10 ans plus tard, si les causes des crises financières à répétition n’ont pas changé et sont toujours là, le rapport de force entre le politique et l’économique s’est inversé au profit des financiers. Ce n’est pas la première fois dans l’histoire et c’est souvent le signe avant coureur d’un changement brutal dans la société.
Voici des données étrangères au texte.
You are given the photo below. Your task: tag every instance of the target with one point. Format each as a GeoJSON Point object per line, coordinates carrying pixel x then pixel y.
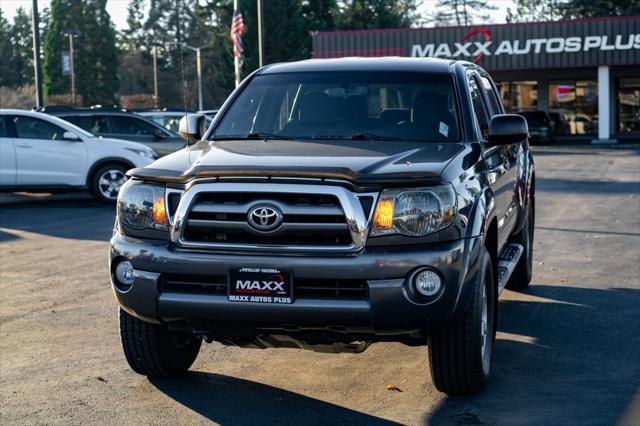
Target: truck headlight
{"type": "Point", "coordinates": [141, 206]}
{"type": "Point", "coordinates": [414, 212]}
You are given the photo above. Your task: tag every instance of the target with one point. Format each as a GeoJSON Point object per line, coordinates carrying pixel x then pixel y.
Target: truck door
{"type": "Point", "coordinates": [500, 162]}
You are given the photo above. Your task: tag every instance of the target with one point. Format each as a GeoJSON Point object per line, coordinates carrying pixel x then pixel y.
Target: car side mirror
{"type": "Point", "coordinates": [192, 128]}
{"type": "Point", "coordinates": [70, 137]}
{"type": "Point", "coordinates": [506, 129]}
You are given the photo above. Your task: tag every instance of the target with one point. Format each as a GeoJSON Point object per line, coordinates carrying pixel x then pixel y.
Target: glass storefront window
{"type": "Point", "coordinates": [519, 96]}
{"type": "Point", "coordinates": [628, 105]}
{"type": "Point", "coordinates": [574, 104]}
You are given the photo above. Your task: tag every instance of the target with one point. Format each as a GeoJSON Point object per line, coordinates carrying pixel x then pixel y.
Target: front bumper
{"type": "Point", "coordinates": [389, 309]}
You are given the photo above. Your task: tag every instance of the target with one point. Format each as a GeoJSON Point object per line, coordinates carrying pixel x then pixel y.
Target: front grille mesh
{"type": "Point", "coordinates": [308, 219]}
{"type": "Point", "coordinates": [303, 288]}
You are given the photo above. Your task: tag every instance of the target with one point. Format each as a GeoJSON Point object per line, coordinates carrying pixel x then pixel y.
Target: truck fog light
{"type": "Point", "coordinates": [427, 282]}
{"type": "Point", "coordinates": [124, 273]}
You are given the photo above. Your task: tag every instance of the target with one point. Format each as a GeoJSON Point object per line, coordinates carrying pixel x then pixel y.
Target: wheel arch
{"type": "Point", "coordinates": [104, 161]}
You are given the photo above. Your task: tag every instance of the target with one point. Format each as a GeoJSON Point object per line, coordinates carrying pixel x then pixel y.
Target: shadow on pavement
{"type": "Point", "coordinates": [586, 186]}
{"type": "Point", "coordinates": [570, 357]}
{"type": "Point", "coordinates": [73, 216]}
{"type": "Point", "coordinates": [229, 400]}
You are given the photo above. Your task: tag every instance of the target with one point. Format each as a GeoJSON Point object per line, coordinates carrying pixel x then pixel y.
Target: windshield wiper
{"type": "Point", "coordinates": [371, 136]}
{"type": "Point", "coordinates": [261, 135]}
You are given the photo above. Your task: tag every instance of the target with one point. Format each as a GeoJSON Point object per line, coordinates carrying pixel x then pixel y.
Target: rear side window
{"type": "Point", "coordinates": [132, 126]}
{"type": "Point", "coordinates": [494, 103]}
{"type": "Point", "coordinates": [96, 124]}
{"type": "Point", "coordinates": [479, 108]}
{"type": "Point", "coordinates": [34, 128]}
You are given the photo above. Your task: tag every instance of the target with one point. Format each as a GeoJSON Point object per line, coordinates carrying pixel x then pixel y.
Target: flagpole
{"type": "Point", "coordinates": [236, 59]}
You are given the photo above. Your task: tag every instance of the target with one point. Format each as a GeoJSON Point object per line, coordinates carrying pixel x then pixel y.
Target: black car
{"type": "Point", "coordinates": [117, 124]}
{"type": "Point", "coordinates": [332, 204]}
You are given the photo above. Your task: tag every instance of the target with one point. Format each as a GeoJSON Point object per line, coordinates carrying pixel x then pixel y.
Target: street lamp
{"type": "Point", "coordinates": [71, 34]}
{"type": "Point", "coordinates": [199, 71]}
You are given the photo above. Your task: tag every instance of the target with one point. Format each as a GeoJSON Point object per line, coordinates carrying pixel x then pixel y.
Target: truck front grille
{"type": "Point", "coordinates": [303, 288]}
{"type": "Point", "coordinates": [227, 216]}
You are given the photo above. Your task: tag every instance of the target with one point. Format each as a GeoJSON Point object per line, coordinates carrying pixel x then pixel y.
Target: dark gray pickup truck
{"type": "Point", "coordinates": [332, 204]}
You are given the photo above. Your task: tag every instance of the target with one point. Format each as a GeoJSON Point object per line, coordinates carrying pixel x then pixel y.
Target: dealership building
{"type": "Point", "coordinates": [584, 74]}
En 2008, quand la crise des subprimes a failli submerger l’économie mondiale, les gouvernements des Etats ont raté un rendez-vous avec l’histoire. Ils étaient en position de force et en capacité d’imposer des choix aux banques et aux marchés financiers. Ils ont fléchi, ils ont cédé, et ils ont perdu une bataille. On commence à mieux comprendre la pusillanimité de certains quand on connaît les rapports incestueux que certaines grandes banques entretiennent avec les pouvoirs en place.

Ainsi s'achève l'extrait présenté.